I will pay $154 a month for a cellphone that doesn’t work in most of my house for the next two years.

I can, however, still get text messages. This one — “Do you want to meet me for lunch?” -- was sent at 10 a.m. yesterday and arrived at 4:15 p.m. today. What could I say to that? I texted back, “I’m going to be a little late.” My textee should get it about 3 a.m. tomorrow if things go as usual.

I could change my plan and pay for a phone that does work in my home, but doesn’t work anywhere else in my calling area. The dueling cellphone competitors in my area have both decided that I’m not worth having as a customer. Not that they’ve ever actually said so; it seems neither of them are actually reachable by phone. When I call them, they both say, “Please use our website for faster service 24 hours a day.”

Of course, I can’t use their phones to get on the internet to use their website. Which is why I pay another $128 a month to another company for a landline that will give me slow and unreliable Wi-Fi, the few times a day that it works at all. I can type faster than it can keep up, and I type about 18 words a minute. I’m now waiting for what I just typed to show up on my screen.

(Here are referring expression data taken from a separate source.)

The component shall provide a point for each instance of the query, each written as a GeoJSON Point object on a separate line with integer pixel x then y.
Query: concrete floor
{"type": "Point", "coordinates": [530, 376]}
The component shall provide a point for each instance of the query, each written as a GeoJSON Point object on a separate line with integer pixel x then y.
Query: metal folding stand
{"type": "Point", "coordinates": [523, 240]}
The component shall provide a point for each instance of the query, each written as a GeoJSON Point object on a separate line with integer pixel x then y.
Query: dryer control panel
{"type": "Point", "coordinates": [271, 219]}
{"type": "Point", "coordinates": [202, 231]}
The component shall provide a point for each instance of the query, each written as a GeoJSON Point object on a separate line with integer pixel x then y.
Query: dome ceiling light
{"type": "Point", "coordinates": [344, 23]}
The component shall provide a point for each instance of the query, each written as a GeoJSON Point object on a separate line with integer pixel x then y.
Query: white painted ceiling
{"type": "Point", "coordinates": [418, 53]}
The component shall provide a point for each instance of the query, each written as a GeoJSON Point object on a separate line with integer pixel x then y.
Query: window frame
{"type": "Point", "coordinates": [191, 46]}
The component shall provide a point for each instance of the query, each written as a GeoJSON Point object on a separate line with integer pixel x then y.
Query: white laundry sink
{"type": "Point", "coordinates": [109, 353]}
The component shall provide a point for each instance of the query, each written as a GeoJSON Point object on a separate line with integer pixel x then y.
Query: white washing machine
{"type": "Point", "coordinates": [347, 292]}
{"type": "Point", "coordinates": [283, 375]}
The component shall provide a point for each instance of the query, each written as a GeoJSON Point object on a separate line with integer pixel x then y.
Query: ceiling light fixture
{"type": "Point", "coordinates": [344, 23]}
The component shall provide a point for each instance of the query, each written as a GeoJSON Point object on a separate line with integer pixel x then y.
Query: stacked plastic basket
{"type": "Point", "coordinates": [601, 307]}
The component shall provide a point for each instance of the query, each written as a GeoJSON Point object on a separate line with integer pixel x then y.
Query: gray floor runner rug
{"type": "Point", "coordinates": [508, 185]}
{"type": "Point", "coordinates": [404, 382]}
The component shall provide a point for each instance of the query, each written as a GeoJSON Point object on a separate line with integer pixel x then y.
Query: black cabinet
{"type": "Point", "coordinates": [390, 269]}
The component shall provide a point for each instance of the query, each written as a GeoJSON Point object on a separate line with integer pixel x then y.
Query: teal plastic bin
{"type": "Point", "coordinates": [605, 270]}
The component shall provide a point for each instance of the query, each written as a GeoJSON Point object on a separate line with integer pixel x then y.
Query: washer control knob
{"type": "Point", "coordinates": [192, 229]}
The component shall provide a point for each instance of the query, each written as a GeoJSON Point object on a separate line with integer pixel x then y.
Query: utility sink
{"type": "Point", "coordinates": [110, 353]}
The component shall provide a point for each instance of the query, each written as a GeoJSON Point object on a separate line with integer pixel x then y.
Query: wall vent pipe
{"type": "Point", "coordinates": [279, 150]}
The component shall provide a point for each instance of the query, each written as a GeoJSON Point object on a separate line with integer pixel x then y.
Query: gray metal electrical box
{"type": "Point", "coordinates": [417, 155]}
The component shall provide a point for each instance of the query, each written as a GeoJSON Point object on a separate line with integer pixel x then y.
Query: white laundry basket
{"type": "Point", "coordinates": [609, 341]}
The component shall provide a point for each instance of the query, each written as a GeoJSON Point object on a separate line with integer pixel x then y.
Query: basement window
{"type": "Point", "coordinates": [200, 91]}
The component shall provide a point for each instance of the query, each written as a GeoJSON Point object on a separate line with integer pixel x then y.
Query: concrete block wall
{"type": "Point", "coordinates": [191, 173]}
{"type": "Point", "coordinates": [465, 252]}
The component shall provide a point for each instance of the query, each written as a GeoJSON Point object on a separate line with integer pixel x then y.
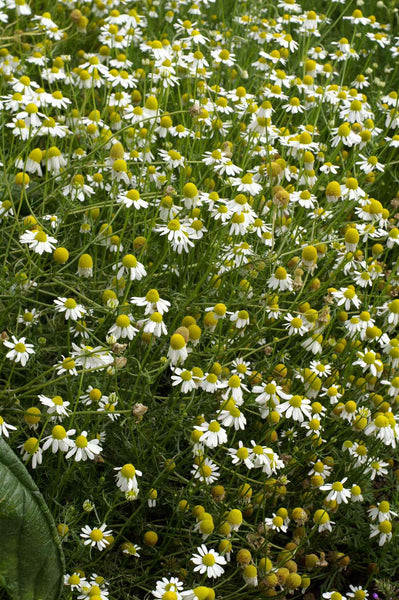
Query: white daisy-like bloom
{"type": "Point", "coordinates": [184, 378]}
{"type": "Point", "coordinates": [240, 318]}
{"type": "Point", "coordinates": [126, 477]}
{"type": "Point", "coordinates": [235, 388]}
{"type": "Point", "coordinates": [38, 241]}
{"type": "Point", "coordinates": [377, 468]}
{"type": "Point", "coordinates": [108, 404]}
{"type": "Point", "coordinates": [173, 584]}
{"type": "Point", "coordinates": [5, 428]}
{"type": "Point", "coordinates": [384, 530]}
{"type": "Point", "coordinates": [92, 396]}
{"type": "Point", "coordinates": [92, 358]}
{"type": "Point", "coordinates": [178, 351]}
{"type": "Point", "coordinates": [206, 471]}
{"type": "Point", "coordinates": [172, 158]}
{"type": "Point", "coordinates": [369, 164]}
{"type": "Point", "coordinates": [258, 455]}
{"type": "Point", "coordinates": [208, 561]}
{"type": "Point", "coordinates": [357, 592]}
{"type": "Point", "coordinates": [31, 451]}
{"type": "Point", "coordinates": [337, 491]}
{"type": "Point", "coordinates": [131, 549]}
{"type": "Point", "coordinates": [177, 234]}
{"type": "Point", "coordinates": [333, 595]}
{"type": "Point", "coordinates": [269, 396]}
{"type": "Point", "coordinates": [134, 269]}
{"type": "Point", "coordinates": [368, 361]}
{"type": "Point", "coordinates": [123, 328]}
{"type": "Point", "coordinates": [241, 455]}
{"type": "Point", "coordinates": [58, 439]}
{"type": "Point", "coordinates": [213, 434]}
{"type": "Point", "coordinates": [152, 302]}
{"type": "Point", "coordinates": [19, 350]}
{"type": "Point", "coordinates": [66, 365]}
{"type": "Point", "coordinates": [155, 325]}
{"type": "Point", "coordinates": [75, 581]}
{"type": "Point", "coordinates": [346, 297]}
{"type": "Point", "coordinates": [297, 408]}
{"type": "Point", "coordinates": [246, 184]}
{"type": "Point", "coordinates": [231, 416]}
{"type": "Point", "coordinates": [383, 512]}
{"type": "Point", "coordinates": [83, 448]}
{"type": "Point", "coordinates": [96, 537]}
{"type": "Point", "coordinates": [295, 325]}
{"type": "Point", "coordinates": [210, 383]}
{"type": "Point", "coordinates": [70, 307]}
{"type": "Point", "coordinates": [55, 406]}
{"type": "Point", "coordinates": [132, 198]}
{"type": "Point", "coordinates": [280, 280]}
{"type": "Point", "coordinates": [276, 523]}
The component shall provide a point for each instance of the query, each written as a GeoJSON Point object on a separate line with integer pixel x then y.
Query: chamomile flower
{"type": "Point", "coordinates": [131, 267]}
{"type": "Point", "coordinates": [297, 408]}
{"type": "Point", "coordinates": [83, 448]}
{"type": "Point", "coordinates": [96, 537]}
{"type": "Point", "coordinates": [71, 309]}
{"type": "Point", "coordinates": [123, 328]}
{"type": "Point", "coordinates": [126, 477]}
{"type": "Point", "coordinates": [205, 470]}
{"type": "Point", "coordinates": [20, 351]}
{"type": "Point", "coordinates": [152, 302]}
{"type": "Point", "coordinates": [58, 439]}
{"type": "Point", "coordinates": [55, 405]}
{"type": "Point", "coordinates": [32, 452]}
{"type": "Point", "coordinates": [5, 428]}
{"type": "Point", "coordinates": [38, 241]}
{"type": "Point", "coordinates": [208, 562]}
{"type": "Point", "coordinates": [213, 435]}
{"type": "Point", "coordinates": [337, 491]}
{"type": "Point", "coordinates": [383, 530]}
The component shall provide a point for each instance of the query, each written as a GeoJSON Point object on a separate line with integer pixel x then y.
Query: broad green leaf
{"type": "Point", "coordinates": [31, 559]}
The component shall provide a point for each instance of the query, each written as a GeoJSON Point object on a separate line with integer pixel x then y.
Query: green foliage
{"type": "Point", "coordinates": [31, 558]}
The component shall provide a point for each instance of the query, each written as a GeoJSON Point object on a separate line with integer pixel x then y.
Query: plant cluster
{"type": "Point", "coordinates": [199, 286]}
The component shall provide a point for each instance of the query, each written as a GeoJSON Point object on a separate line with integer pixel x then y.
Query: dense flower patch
{"type": "Point", "coordinates": [200, 277]}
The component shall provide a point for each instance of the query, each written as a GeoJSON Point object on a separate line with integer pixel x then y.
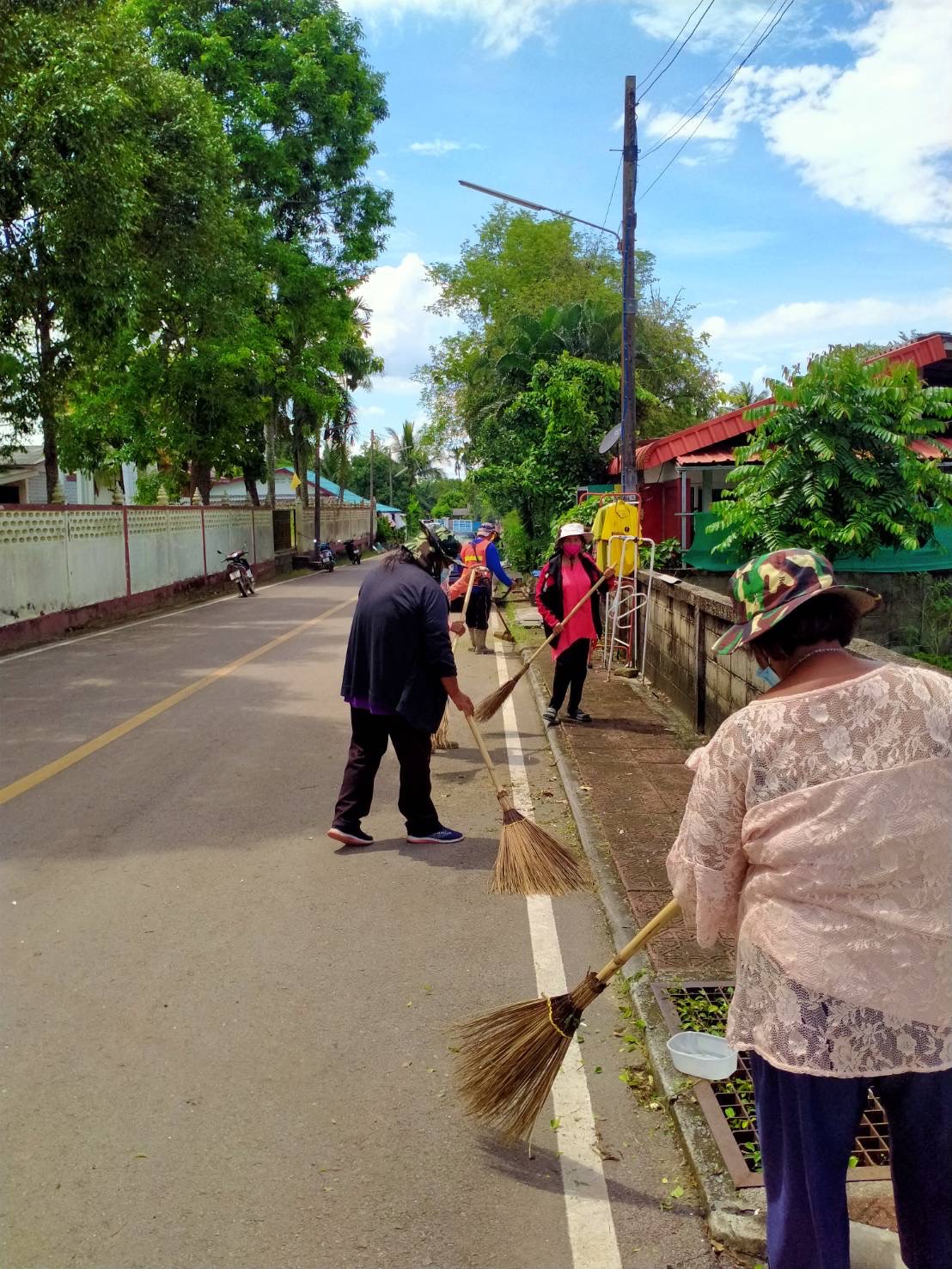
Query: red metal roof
{"type": "Point", "coordinates": [939, 447]}
{"type": "Point", "coordinates": [728, 427]}
{"type": "Point", "coordinates": [714, 455]}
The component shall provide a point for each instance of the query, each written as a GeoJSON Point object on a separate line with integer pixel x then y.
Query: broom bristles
{"type": "Point", "coordinates": [531, 862]}
{"type": "Point", "coordinates": [510, 1059]}
{"type": "Point", "coordinates": [441, 736]}
{"type": "Point", "coordinates": [494, 702]}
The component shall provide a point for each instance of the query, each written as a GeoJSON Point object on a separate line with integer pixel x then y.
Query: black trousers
{"type": "Point", "coordinates": [571, 668]}
{"type": "Point", "coordinates": [478, 612]}
{"type": "Point", "coordinates": [369, 744]}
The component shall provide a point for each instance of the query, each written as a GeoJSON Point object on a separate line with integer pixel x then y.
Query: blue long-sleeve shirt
{"type": "Point", "coordinates": [495, 564]}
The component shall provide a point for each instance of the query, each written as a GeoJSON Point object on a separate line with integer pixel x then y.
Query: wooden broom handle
{"type": "Point", "coordinates": [486, 759]}
{"type": "Point", "coordinates": [657, 923]}
{"type": "Point", "coordinates": [565, 619]}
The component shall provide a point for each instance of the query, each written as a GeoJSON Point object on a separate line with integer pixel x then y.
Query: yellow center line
{"type": "Point", "coordinates": [124, 729]}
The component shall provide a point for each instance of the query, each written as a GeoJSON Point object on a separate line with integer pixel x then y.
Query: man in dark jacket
{"type": "Point", "coordinates": [398, 675]}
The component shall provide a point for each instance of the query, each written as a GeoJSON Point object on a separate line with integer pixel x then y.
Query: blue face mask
{"type": "Point", "coordinates": [768, 676]}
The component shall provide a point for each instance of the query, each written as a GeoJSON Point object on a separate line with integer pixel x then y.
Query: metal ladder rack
{"type": "Point", "coordinates": [627, 609]}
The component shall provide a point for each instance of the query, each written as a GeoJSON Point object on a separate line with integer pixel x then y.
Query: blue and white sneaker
{"type": "Point", "coordinates": [441, 838]}
{"type": "Point", "coordinates": [351, 837]}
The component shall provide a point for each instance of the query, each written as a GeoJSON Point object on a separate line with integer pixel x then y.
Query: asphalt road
{"type": "Point", "coordinates": [225, 1040]}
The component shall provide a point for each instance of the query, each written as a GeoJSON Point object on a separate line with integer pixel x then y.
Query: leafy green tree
{"type": "Point", "coordinates": [107, 162]}
{"type": "Point", "coordinates": [545, 443]}
{"type": "Point", "coordinates": [531, 290]}
{"type": "Point", "coordinates": [519, 265]}
{"type": "Point", "coordinates": [672, 369]}
{"type": "Point", "coordinates": [832, 466]}
{"type": "Point", "coordinates": [415, 452]}
{"type": "Point", "coordinates": [298, 103]}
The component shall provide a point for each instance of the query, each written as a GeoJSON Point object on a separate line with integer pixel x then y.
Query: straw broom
{"type": "Point", "coordinates": [495, 701]}
{"type": "Point", "coordinates": [529, 862]}
{"type": "Point", "coordinates": [510, 1059]}
{"type": "Point", "coordinates": [441, 736]}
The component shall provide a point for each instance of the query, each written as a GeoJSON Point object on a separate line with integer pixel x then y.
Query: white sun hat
{"type": "Point", "coordinates": [573, 531]}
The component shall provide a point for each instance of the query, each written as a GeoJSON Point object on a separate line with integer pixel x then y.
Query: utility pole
{"type": "Point", "coordinates": [269, 451]}
{"type": "Point", "coordinates": [318, 482]}
{"type": "Point", "coordinates": [630, 169]}
{"type": "Point", "coordinates": [374, 514]}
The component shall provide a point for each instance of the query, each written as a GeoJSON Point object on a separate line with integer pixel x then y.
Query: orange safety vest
{"type": "Point", "coordinates": [473, 556]}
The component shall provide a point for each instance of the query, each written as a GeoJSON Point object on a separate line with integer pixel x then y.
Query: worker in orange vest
{"type": "Point", "coordinates": [483, 556]}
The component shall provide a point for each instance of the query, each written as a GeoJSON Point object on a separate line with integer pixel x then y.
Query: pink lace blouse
{"type": "Point", "coordinates": [819, 834]}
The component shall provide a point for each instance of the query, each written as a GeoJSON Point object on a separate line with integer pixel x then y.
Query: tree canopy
{"type": "Point", "coordinates": [184, 216]}
{"type": "Point", "coordinates": [531, 383]}
{"type": "Point", "coordinates": [832, 467]}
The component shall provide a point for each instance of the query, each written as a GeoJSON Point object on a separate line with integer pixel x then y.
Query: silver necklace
{"type": "Point", "coordinates": [816, 651]}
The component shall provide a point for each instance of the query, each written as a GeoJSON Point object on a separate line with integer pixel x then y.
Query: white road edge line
{"type": "Point", "coordinates": [592, 1234]}
{"type": "Point", "coordinates": [143, 620]}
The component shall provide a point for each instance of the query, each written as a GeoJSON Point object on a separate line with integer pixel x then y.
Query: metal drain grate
{"type": "Point", "coordinates": [729, 1104]}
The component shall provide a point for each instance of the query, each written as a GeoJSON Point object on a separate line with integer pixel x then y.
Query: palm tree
{"type": "Point", "coordinates": [415, 452]}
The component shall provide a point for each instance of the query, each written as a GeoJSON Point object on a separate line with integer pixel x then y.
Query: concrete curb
{"type": "Point", "coordinates": [735, 1217]}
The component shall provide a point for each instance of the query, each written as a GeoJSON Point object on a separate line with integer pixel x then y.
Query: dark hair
{"type": "Point", "coordinates": [399, 553]}
{"type": "Point", "coordinates": [827, 617]}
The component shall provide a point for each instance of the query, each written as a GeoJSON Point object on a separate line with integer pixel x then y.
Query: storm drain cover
{"type": "Point", "coordinates": [729, 1104]}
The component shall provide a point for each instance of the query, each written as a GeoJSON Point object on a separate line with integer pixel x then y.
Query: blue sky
{"type": "Point", "coordinates": [814, 204]}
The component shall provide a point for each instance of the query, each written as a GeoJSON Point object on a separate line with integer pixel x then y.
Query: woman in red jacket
{"type": "Point", "coordinates": [564, 580]}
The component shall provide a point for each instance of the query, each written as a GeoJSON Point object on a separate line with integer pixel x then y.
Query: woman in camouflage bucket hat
{"type": "Point", "coordinates": [816, 834]}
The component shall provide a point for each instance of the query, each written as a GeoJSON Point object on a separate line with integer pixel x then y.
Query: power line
{"type": "Point", "coordinates": [680, 48]}
{"type": "Point", "coordinates": [720, 92]}
{"type": "Point", "coordinates": [674, 41]}
{"type": "Point", "coordinates": [611, 197]}
{"type": "Point", "coordinates": [688, 117]}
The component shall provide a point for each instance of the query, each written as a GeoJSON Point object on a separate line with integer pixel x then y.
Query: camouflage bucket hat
{"type": "Point", "coordinates": [771, 587]}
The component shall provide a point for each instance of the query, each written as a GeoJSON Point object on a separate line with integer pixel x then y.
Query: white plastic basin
{"type": "Point", "coordinates": [710, 1058]}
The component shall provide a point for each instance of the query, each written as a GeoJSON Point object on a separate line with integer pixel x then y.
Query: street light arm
{"type": "Point", "coordinates": [540, 207]}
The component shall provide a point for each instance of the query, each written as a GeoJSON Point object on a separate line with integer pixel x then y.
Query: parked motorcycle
{"type": "Point", "coordinates": [240, 571]}
{"type": "Point", "coordinates": [324, 558]}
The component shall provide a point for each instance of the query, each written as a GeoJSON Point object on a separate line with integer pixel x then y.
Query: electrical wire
{"type": "Point", "coordinates": [688, 117]}
{"type": "Point", "coordinates": [674, 41]}
{"type": "Point", "coordinates": [611, 197]}
{"type": "Point", "coordinates": [680, 51]}
{"type": "Point", "coordinates": [716, 96]}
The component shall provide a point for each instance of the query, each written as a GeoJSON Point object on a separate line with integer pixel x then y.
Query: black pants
{"type": "Point", "coordinates": [571, 668]}
{"type": "Point", "coordinates": [808, 1125]}
{"type": "Point", "coordinates": [369, 744]}
{"type": "Point", "coordinates": [478, 612]}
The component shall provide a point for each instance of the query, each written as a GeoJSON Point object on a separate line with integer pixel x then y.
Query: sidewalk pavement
{"type": "Point", "coordinates": [630, 788]}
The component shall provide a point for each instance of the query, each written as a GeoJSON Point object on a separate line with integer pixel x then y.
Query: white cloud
{"type": "Point", "coordinates": [438, 148]}
{"type": "Point", "coordinates": [729, 21]}
{"type": "Point", "coordinates": [401, 329]}
{"type": "Point", "coordinates": [875, 136]}
{"type": "Point", "coordinates": [792, 333]}
{"type": "Point", "coordinates": [504, 24]}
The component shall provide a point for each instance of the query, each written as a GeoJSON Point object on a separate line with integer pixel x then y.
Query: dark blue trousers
{"type": "Point", "coordinates": [808, 1125]}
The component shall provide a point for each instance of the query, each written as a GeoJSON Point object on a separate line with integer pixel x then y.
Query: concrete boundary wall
{"type": "Point", "coordinates": [63, 567]}
{"type": "Point", "coordinates": [339, 523]}
{"type": "Point", "coordinates": [685, 623]}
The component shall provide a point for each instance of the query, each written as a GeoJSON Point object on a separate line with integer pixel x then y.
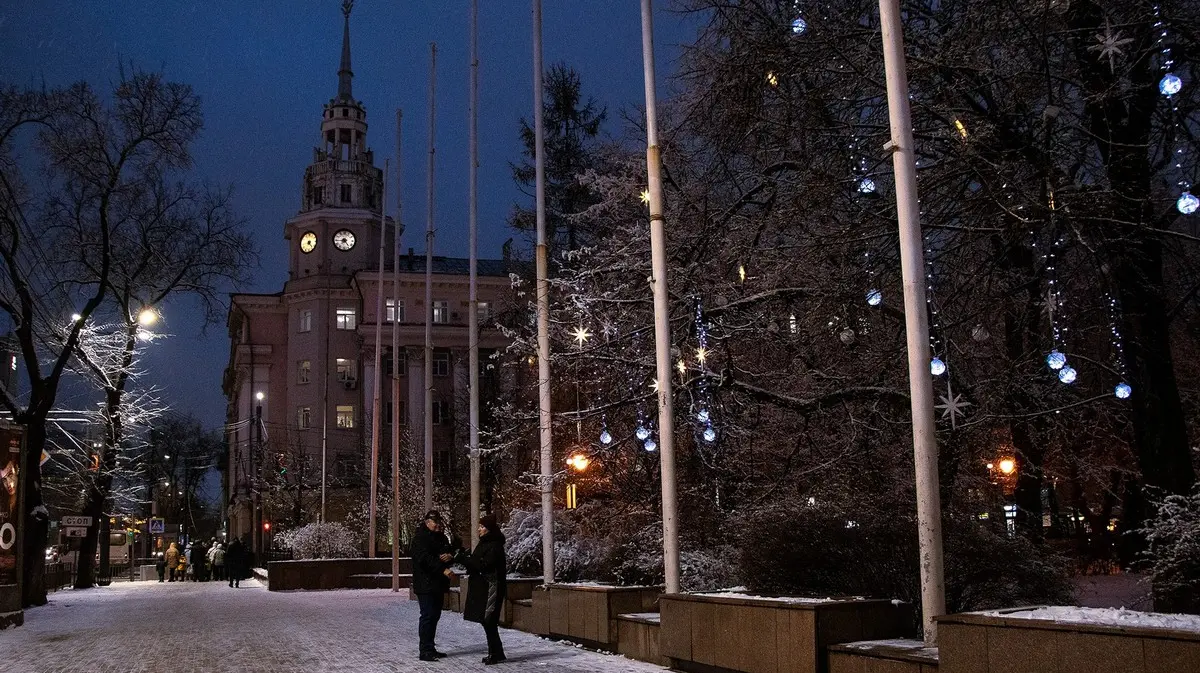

When I hear comedians and pundits complain about people being on the phone all the time, I know they don’t live in flyover country, because it’s not really a problem in many rural communities. Our biggest problem is tripping over the string connecting the paper cups between our houses. We were better off with party lines and crank wall phones.

When I hear on the news that we need to bring jobs back to depressed rural areas like mine, I wonder: What big factory with a gazillion jobs is going to move to a rural community with shoddy cell service?

Yet the solution they always come up with is not to improve communications, but to “retrain” people who’ve lost their jobs. What a good idea! Can you please retrain me to be a CEO? Or a hedge-fund manager? Or a professional tennis player? I really would prefer that to being retrained as a hamburger flipper. Or maybe they could retrain me to be a retrainer. I hear retrainers make good money, and there’s always an opening.

Back in the 1890s, when more people lived in rural areas than in big cities, the government started Rural Free Delivery so farm folk could get mail delivered to their homes for free — just like people in the city — without having to go all the way into town to pick it up.

The politicians were for it because it made getting in touch with rural voters easier. In 1935, the government passed the REA, the Rural Electrification Act, to bring electricity to the countryside.

It may be time to start the Rural Phonification Administration to bring reasonable service to huge swaths of the country.

Since more and more of our daily interactions take place online, factories in search of less expensive land and idle hands might be induced to try rural areas — if it wouldn’t hurt their kids’ chances to shop, play games, stream movies and be bullied online, just like they do everywhere else.

When chance allows and I do get to talk to family and friends in the big cities, I always have to warn them that I’m in a Dead Zone and that the call may drop at any minute.

I do it so often that “Dead Zone” has become my new nickname.